Published: 2020-12-11 22:26
Last Updated: 2021-03-03 00:43
US Health Secretary Alex Azar announced Friday that the United States may start administering the Pfizer/BioNTech COVID-19 vaccine Monday.
Azar told media outlets that work is now underway to finalize the final details, after a committee of experts and regulatory agencies voted to approve granting the two-dose vaccine a license for emergency use for people over 16 years of age.

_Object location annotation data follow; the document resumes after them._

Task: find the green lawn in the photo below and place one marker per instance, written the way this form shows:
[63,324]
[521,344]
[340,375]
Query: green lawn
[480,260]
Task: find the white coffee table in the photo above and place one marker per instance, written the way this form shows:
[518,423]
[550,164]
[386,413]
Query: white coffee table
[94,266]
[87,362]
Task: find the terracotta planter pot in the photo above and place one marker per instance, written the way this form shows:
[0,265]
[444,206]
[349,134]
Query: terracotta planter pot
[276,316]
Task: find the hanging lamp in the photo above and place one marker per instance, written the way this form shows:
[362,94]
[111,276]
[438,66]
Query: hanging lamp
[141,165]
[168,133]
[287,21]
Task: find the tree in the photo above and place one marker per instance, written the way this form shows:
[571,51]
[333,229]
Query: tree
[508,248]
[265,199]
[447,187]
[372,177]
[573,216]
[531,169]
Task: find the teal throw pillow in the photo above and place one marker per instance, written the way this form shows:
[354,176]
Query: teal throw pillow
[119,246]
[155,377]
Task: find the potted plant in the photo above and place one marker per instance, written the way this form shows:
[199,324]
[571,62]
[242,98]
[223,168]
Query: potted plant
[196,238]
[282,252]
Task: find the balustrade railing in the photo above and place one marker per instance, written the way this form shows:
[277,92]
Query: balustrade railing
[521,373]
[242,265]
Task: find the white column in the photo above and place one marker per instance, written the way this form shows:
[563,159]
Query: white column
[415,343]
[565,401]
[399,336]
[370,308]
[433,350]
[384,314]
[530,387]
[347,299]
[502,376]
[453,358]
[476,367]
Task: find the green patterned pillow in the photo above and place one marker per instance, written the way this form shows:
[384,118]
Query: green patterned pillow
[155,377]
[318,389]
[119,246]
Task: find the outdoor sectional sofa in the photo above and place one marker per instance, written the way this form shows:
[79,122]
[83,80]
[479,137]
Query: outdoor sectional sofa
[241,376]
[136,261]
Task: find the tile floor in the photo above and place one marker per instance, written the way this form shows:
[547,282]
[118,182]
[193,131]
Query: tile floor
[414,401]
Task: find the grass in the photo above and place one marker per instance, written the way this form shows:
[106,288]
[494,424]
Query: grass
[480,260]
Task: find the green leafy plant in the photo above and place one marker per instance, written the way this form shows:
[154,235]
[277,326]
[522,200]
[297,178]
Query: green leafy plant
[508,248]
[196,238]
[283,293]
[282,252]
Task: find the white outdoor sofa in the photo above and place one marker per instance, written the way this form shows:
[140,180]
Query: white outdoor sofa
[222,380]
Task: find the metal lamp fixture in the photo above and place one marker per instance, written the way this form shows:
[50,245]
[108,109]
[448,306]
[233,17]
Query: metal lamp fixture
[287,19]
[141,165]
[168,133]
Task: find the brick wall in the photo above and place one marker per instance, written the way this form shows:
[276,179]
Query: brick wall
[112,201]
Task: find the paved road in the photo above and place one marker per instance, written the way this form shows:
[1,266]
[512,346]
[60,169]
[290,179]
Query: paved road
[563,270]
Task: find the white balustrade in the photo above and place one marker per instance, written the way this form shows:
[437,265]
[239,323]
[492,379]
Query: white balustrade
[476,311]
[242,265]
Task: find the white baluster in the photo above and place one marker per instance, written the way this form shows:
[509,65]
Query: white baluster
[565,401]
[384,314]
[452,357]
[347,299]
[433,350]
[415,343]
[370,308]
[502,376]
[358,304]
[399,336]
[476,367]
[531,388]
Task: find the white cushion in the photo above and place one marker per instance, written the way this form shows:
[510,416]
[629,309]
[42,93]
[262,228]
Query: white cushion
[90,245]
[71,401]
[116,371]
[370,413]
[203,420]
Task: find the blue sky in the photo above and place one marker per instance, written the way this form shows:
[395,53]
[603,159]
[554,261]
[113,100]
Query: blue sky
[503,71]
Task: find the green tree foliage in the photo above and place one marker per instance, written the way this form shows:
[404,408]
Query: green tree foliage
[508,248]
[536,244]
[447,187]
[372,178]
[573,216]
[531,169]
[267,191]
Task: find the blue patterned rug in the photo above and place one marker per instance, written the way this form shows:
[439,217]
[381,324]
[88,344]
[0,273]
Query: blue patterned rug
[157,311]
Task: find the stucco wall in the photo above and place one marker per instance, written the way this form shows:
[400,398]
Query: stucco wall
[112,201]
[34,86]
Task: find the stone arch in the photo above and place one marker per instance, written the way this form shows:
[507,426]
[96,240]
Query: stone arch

The US Food and Drug Administration issued a statement Friday saying that it has informed Pfizer that it is now working "quickly to complete and issue a license for the emergency use of the vaccine."
Azar told ABC that the authorities are working with Pfizer on logistical matters, "and we may see people being vaccinated Monday or Tuesday next week."
"The date is very close, work is being done on the final and final details," he added.
Once the vaccine is licensed for emergency use, the federal government's "Operation High Speed" program will oversee its distribution to thousands of sites across the country.
But before this happens, a committee from the Centers for Disease Control and Prevention must issue a recommendation for a vaccine, and then the federal agency itself must accept the recommendation.
The first meeting in this regard will be held Friday, followed by a second meeting on Sunday. However, at this stage, these meetings are seen as only formal procedures.
Thursday, 17 members of the expert panel voted in favor of approving the Pfizer vaccine, which was proven to be 95 percent effective during clinical trials, while four objected and one member abstained.
Some experts who voted "no" were concerned about the intensive follow-up period that had been adopted in relation to studies of vaccines against Covid-19 compared to other vaccines.
However, most scholars accept that although the data are not yet perfect, the development of the pandemic, which has killed 300,000 people in the United States alone, requires a change in the calculation of risks and benefits.
Next week, a committee from the Food and Drug Administration will meet to consider approving a second vaccine that Moderna is developing with the National Institute of Health.
The two advanced vaccines so far depend on the "messenger RNA" technology that has not yet been approved, but it is expected to revolutionize this field.
The United States hopes to vaccinate 20 million people this month, 100 million by February, and the entire population by June.
Preference will be given to vaccination for residents of care homes and frontline health workers.